Veínhos e veínhas se aposentaram. Veio a pandemia, que prudente, quarentenaram. Muito tempo depois, que bom, vacinaram. E aí, que maravilha, se encontraram. E então, que doideira, desatinaram.

Tudo começou com a iniciativa de dois deles, um casal casado de papel passado, de reunir a turma. Afinal, estava todo mundo vacinado, não estava? Fora, claro, os que haviam morrido, de Covid e outros males, afinal ninguém fica pra semente. Eram 12 participantes, sete veínhas e cinco veínhos – as mulheres eram maioria no ramo editorial a que todos pertenciam, ou viviam mais tempo, sabe-se lá o motivo, e também eram maioria no grupo de amigos.

Combinaram se encontrar num barzinho paulistano às 19h15. Meio cedo, mas o local fechava às 21h30, restrição imposta pela pandemia.
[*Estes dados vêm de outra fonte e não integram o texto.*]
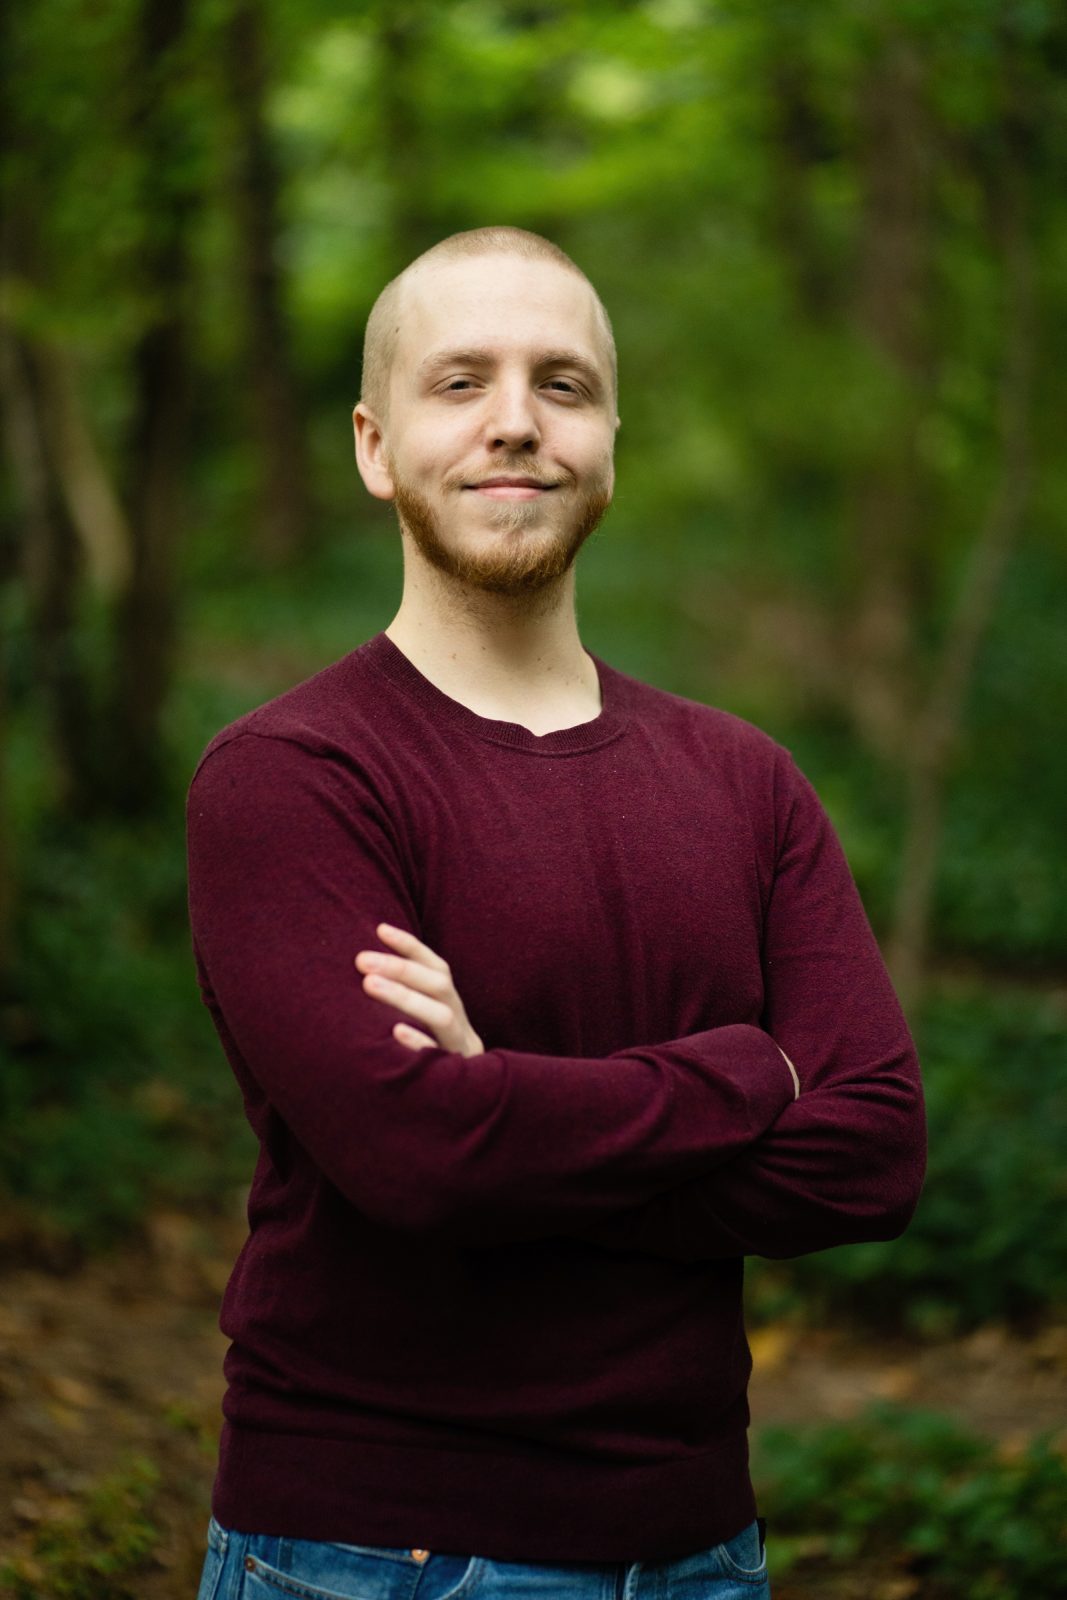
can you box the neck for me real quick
[384,558,600,734]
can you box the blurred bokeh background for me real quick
[2,2,1065,1596]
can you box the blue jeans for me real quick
[196,1515,770,1600]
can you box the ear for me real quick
[353,403,396,502]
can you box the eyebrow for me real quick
[416,346,607,396]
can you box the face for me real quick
[354,253,619,598]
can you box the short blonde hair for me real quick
[360,226,617,419]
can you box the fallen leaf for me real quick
[43,1373,99,1408]
[1031,1325,1067,1368]
[879,1578,921,1599]
[996,1431,1032,1462]
[871,1365,918,1402]
[45,1402,86,1432]
[749,1325,795,1371]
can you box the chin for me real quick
[393,477,612,597]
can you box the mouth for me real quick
[464,477,561,501]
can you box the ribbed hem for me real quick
[359,633,629,756]
[212,1411,756,1564]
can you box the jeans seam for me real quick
[716,1520,769,1582]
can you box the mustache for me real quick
[446,462,576,491]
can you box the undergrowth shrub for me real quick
[753,1405,1067,1600]
[0,818,252,1249]
[2,1457,160,1600]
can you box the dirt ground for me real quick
[1,1210,1065,1600]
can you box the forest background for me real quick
[1,1,1066,1597]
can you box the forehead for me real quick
[393,254,608,383]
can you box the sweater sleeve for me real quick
[574,751,926,1261]
[186,731,797,1245]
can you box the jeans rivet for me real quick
[245,1556,256,1571]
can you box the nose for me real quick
[484,378,541,453]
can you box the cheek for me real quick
[549,416,612,469]
[399,424,472,483]
[578,433,616,489]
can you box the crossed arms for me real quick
[186,731,925,1259]
[355,921,802,1103]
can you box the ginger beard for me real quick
[389,457,613,599]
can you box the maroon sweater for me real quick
[185,631,925,1562]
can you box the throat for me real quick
[383,623,602,734]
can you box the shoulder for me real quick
[185,643,415,874]
[190,641,384,787]
[597,655,825,850]
[600,655,793,773]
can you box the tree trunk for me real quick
[765,25,836,322]
[34,343,132,597]
[0,328,101,816]
[888,103,1035,1012]
[0,0,107,826]
[108,0,194,813]
[225,0,312,568]
[377,3,438,274]
[0,634,11,993]
[842,31,932,759]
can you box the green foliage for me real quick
[752,1406,1067,1599]
[0,815,253,1248]
[932,550,1067,964]
[750,984,1067,1333]
[161,1398,217,1457]
[2,1457,160,1600]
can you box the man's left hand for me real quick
[355,923,485,1057]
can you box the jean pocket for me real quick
[241,1541,479,1600]
[716,1518,768,1581]
[195,1518,229,1600]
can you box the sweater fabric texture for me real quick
[185,631,926,1563]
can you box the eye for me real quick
[543,377,582,397]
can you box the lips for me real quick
[468,477,558,490]
[465,476,561,500]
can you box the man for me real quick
[186,226,925,1600]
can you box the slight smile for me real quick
[466,477,560,500]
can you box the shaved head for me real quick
[361,227,616,421]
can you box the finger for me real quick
[354,952,450,998]
[375,923,450,973]
[393,1022,436,1050]
[777,1046,801,1100]
[360,973,454,1034]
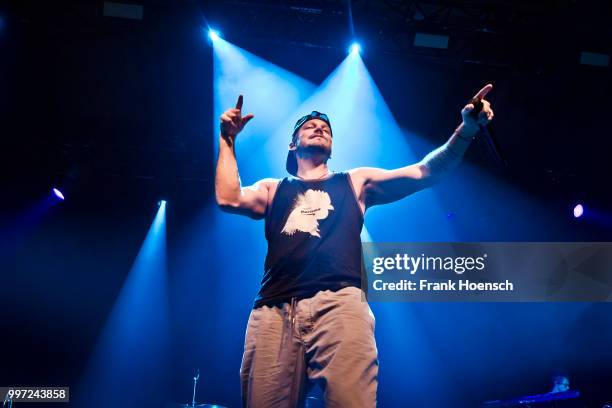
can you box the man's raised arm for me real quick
[215,95,275,219]
[351,84,495,208]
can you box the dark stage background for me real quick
[1,1,612,407]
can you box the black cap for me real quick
[286,111,332,176]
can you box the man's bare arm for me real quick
[215,135,276,219]
[214,95,276,219]
[351,84,495,209]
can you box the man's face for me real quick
[293,118,332,157]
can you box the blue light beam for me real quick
[75,202,170,407]
[212,37,316,180]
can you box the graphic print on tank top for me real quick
[281,189,334,238]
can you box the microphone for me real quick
[468,96,507,167]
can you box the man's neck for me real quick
[296,162,329,180]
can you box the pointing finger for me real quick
[235,95,244,111]
[474,83,493,100]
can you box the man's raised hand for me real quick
[461,83,495,130]
[220,95,255,140]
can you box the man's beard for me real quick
[297,143,331,162]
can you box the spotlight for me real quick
[414,33,449,49]
[52,188,65,201]
[208,29,220,41]
[573,204,584,218]
[158,200,167,207]
[349,42,361,55]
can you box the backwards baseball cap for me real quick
[286,111,333,176]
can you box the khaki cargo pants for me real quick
[240,286,378,407]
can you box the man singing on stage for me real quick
[215,84,494,407]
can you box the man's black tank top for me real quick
[254,172,364,308]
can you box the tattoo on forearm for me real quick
[421,143,462,177]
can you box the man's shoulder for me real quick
[347,167,373,183]
[255,178,280,188]
[348,167,378,175]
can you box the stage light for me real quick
[158,200,166,207]
[208,29,220,41]
[52,188,65,201]
[76,197,169,407]
[414,32,449,49]
[573,204,584,218]
[580,51,609,67]
[349,42,361,55]
[103,2,143,20]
Além do mais, nenhum dos 12 veteranos tinha mais pique para uma madrugada de esbórnia, uma noite em plena orgia.

De início, tudo correu bem. Todos de máscara. Sorrisos (invisíveis, mas os olhos brilhavam), abraços apertados, desafiando o vírus, beijinhos sobre a máscara, até mesmo selinhos, com o equipamento momentaneamente removido, E começaram a beber, todos entornavam pesado, eram famosos nas redações por isso. “Eles têm raiva do álcool, viram todas, pra acabar logo com ele”, descreveu um redator abstêmio, que viu a patota esvaziando zelosa e obstinadamente garrafa após garrafa. Só que muita birita, libido reprimida há muitos meses e idade avançada não conjuminam muito bem.
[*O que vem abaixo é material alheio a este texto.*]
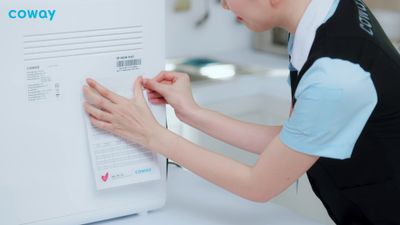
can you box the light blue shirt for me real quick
[280,0,378,159]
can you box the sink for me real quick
[166,57,273,82]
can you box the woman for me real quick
[83,0,400,224]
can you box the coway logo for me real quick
[8,9,56,21]
[135,167,152,175]
[354,0,373,36]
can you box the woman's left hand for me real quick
[82,77,164,148]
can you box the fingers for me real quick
[89,115,114,131]
[161,80,173,85]
[133,76,145,99]
[144,71,180,92]
[148,98,167,105]
[84,102,113,122]
[154,71,177,82]
[143,74,174,105]
[147,91,167,105]
[86,78,124,104]
[143,78,169,96]
[147,90,163,98]
[83,85,115,112]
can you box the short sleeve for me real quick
[280,58,377,159]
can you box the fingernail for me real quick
[86,78,95,86]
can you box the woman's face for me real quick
[221,0,276,32]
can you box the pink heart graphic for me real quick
[101,172,109,182]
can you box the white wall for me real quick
[166,0,252,58]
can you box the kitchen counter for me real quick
[90,165,324,225]
[205,48,289,70]
[166,48,289,84]
[185,49,291,105]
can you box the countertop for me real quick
[167,48,290,88]
[91,166,324,225]
[205,48,289,70]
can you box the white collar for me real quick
[290,0,335,71]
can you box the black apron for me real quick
[289,0,400,224]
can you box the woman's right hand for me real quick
[143,71,200,122]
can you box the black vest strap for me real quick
[289,70,298,106]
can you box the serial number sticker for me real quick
[116,55,142,72]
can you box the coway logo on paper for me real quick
[8,9,56,21]
[135,167,152,175]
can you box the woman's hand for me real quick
[143,71,200,122]
[83,77,165,148]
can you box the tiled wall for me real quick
[365,0,400,10]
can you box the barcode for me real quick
[117,59,141,67]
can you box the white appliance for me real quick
[0,0,166,225]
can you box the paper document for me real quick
[84,76,161,190]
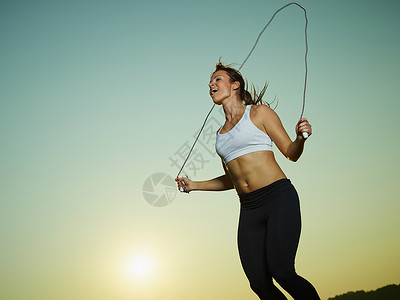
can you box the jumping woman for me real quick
[176,62,320,300]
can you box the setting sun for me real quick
[125,254,155,280]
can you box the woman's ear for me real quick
[232,81,240,91]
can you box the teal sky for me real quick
[1,0,399,299]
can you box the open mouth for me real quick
[211,88,218,95]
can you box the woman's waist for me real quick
[237,178,294,209]
[234,174,287,194]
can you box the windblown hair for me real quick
[213,60,274,107]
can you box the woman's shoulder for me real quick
[250,104,275,117]
[250,104,282,130]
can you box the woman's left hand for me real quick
[296,118,312,139]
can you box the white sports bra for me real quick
[215,105,273,164]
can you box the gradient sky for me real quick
[1,0,399,299]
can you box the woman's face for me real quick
[209,70,237,104]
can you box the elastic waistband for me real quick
[238,178,293,209]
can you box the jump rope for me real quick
[177,2,309,192]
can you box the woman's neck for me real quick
[222,97,246,122]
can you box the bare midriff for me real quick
[225,150,287,194]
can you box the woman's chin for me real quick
[211,97,223,105]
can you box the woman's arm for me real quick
[175,159,234,193]
[255,105,312,162]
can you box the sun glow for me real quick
[125,254,155,280]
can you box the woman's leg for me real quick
[266,186,320,300]
[238,207,287,300]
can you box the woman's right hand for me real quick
[175,176,194,193]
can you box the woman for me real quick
[176,62,320,300]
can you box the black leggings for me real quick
[237,179,320,300]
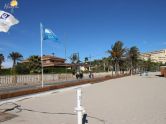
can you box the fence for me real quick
[0,74,75,88]
[0,71,127,89]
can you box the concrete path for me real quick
[1,72,166,124]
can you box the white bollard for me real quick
[75,88,85,124]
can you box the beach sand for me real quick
[1,72,166,124]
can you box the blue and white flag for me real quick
[0,10,19,32]
[43,28,58,41]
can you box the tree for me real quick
[128,46,140,74]
[70,53,79,64]
[102,57,107,72]
[70,53,80,73]
[118,58,129,73]
[8,52,23,75]
[91,59,103,72]
[84,57,91,71]
[28,55,41,74]
[107,57,114,72]
[0,53,5,70]
[8,52,23,68]
[84,57,89,63]
[107,41,126,74]
[102,57,113,72]
[15,63,30,74]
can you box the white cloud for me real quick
[2,59,12,68]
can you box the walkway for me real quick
[1,72,166,124]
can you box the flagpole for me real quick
[40,23,44,88]
[64,39,67,80]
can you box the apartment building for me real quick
[140,49,166,64]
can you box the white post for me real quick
[89,55,91,72]
[131,59,132,76]
[75,88,84,124]
[40,23,44,88]
[64,43,67,80]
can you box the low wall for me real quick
[160,66,166,77]
[0,74,130,100]
[164,69,166,77]
[0,74,74,88]
[0,72,121,88]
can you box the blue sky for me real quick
[0,0,166,67]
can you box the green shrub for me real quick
[0,68,12,75]
[44,67,72,74]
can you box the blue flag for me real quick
[43,28,58,41]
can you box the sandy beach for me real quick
[1,72,166,124]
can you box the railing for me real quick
[0,71,129,89]
[0,74,74,88]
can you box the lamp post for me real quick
[88,55,92,72]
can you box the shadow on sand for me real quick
[155,75,164,77]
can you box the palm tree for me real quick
[8,52,23,68]
[102,57,111,72]
[84,57,90,71]
[128,46,140,74]
[8,52,22,82]
[0,53,5,70]
[107,57,114,73]
[107,41,126,74]
[84,57,89,63]
[28,55,41,73]
[70,53,79,64]
[70,53,80,73]
[91,59,101,72]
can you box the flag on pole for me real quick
[0,10,19,32]
[43,28,58,41]
[40,23,59,88]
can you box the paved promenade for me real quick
[1,72,166,124]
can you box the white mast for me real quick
[75,88,85,124]
[40,23,44,88]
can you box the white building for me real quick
[140,49,166,64]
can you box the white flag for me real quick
[0,10,19,32]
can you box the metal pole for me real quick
[89,55,91,72]
[40,23,44,88]
[78,53,80,72]
[64,43,67,80]
[131,59,132,76]
[75,88,84,124]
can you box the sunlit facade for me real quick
[140,49,166,64]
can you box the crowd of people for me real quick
[73,71,94,79]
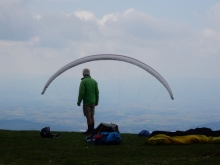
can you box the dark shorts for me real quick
[83,104,95,117]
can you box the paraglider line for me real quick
[115,63,130,116]
[138,87,164,117]
[121,72,146,126]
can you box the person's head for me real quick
[83,68,90,76]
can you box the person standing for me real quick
[77,68,99,134]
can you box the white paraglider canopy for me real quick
[41,54,174,100]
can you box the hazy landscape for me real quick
[1,75,220,133]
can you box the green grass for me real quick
[0,130,220,165]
Em resumo, os veínhos e as veínhas desatinaram. E começaram a se olhar. Não apenas olhar, OLHAR. Sabem aquela cena de Em busca do ouro, de Charles Chaplin, em que um mineiro morto de fome olha para Carlitos e o vê transformar-se em uma gorda galinha, de coxas suculentas e sem dúvida deliciosas? Mais ou menos assim. Olhavam-se como não se olhavam há pelo menos 40 anos, quando a vida, risonha e franca, era um brinquedo pra eles e tudo lhes parecia permitido.

Com os olhares, vieram lembranças de transas ou quase transas, das vezes em que haviam se pegado ou chegado perto disso. Máscaras foram removidas e todos começaram a se agarrar. Sete veínhas, cinco veínhos – divisão perfeita. Houve quem beijasse duas veínhas, houve veínhas que se beijavam na última… Ninguém era de ninguém e a palavra proibição não existia, não naquela noite mágica.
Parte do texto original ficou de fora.